Many mothers like to have the crib set up several months before their due date. But don't worry if the baby arrives prior to your infant does; tots do good in a bassinet, cradle, or sleeper for your first few months or perhaps months of their lives.
Adjustable mattress height: Most Automobiles let you alter the elevation of the crib mattress by simply raising or lowering the mattress support. The opportunity to reduce the mattress is when your child starts sitting up. As kids get more active and move to pulling up and standing, they can climb and fall from the crib.
Safety limits: Crib manufacturers recommend discontinuing use (or converting to the product's next stage, for convertible cribs) when your child reaches a specific height, weight, or developmental stage. Height/weight limits are usually much lower on portable or mini-cribs. Read your product manual carefully and follow recommendations.

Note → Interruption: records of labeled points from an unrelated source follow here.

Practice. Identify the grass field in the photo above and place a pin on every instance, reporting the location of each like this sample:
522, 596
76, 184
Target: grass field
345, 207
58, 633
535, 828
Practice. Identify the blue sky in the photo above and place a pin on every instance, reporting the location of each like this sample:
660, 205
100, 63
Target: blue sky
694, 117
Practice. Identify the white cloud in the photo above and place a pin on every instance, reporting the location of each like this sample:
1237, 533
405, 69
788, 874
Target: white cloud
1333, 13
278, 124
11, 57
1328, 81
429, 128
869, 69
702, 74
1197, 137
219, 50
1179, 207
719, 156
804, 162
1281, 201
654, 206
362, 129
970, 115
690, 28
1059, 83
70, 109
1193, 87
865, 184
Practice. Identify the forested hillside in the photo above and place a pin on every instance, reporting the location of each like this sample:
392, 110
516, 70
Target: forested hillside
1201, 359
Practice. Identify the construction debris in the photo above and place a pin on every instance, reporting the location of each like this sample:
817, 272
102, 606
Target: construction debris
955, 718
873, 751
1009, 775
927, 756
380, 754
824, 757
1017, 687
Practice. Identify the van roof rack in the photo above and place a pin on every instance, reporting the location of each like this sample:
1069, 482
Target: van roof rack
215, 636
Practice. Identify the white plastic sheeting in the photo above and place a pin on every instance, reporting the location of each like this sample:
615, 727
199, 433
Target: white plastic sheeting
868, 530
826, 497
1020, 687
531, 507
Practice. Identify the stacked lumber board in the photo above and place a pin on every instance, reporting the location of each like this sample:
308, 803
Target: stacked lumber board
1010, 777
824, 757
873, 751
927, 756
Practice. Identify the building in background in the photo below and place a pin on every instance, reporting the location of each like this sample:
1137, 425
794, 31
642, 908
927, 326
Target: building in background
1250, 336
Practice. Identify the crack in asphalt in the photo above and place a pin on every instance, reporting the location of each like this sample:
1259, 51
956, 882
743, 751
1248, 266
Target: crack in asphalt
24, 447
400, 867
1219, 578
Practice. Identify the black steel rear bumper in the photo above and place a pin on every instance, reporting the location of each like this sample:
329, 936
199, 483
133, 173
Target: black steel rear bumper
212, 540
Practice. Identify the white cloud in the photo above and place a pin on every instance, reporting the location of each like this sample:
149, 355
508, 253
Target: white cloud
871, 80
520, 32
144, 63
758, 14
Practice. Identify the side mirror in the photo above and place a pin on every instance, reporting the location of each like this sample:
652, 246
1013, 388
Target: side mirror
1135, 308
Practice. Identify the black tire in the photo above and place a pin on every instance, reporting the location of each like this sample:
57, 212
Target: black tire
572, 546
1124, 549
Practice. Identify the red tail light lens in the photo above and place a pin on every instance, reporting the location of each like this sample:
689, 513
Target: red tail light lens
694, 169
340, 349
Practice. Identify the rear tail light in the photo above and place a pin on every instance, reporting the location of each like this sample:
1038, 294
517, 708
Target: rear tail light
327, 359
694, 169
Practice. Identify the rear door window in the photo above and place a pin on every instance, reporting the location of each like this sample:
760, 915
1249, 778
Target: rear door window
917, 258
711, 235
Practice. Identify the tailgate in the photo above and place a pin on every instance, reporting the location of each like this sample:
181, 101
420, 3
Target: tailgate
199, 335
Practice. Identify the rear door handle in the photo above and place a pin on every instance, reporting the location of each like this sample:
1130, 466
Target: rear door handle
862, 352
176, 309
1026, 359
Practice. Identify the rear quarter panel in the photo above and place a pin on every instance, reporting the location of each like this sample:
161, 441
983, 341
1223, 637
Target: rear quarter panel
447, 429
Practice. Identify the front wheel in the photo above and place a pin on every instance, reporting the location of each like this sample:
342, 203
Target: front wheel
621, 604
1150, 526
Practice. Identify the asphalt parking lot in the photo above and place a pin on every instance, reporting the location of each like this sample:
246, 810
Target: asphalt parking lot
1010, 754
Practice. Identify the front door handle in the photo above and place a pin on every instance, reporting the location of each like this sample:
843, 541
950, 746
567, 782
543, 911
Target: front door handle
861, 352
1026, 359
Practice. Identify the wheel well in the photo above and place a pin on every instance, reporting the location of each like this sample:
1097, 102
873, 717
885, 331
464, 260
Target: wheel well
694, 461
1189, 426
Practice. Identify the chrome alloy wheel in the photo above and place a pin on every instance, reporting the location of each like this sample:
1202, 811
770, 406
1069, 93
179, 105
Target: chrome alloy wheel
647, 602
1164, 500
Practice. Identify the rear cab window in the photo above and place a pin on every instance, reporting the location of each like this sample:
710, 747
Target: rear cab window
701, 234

Old Automobiles: Cribs made before 1974, when national crib-safety criteria went into effect, are more likely than newer versions to have safety issues. Secondhand cribs may also have splinters, lead paint, stopped (and potentially dangerous) features, or slats which are too far apart. Articles on a crib shouldn't greater than 1/16 of an inch (unless they are over 16 inches high to encourage a canopy); differently, clothing can catch them on and injure or choke an infant. Even models manufactured as recently as 1991 can be dangerous, so if you are borrowing a crib or buying a used one, keep an eye out for these dangers in addition to for sharp edges, protruding metal, anything which can be broken off and spilled on, peeling paint, and cutouts across the rail that can trap your baby's neck or arm. Check the product recalls by the U.S. Consumer Product Safety Commission to make sure it has not been recalled.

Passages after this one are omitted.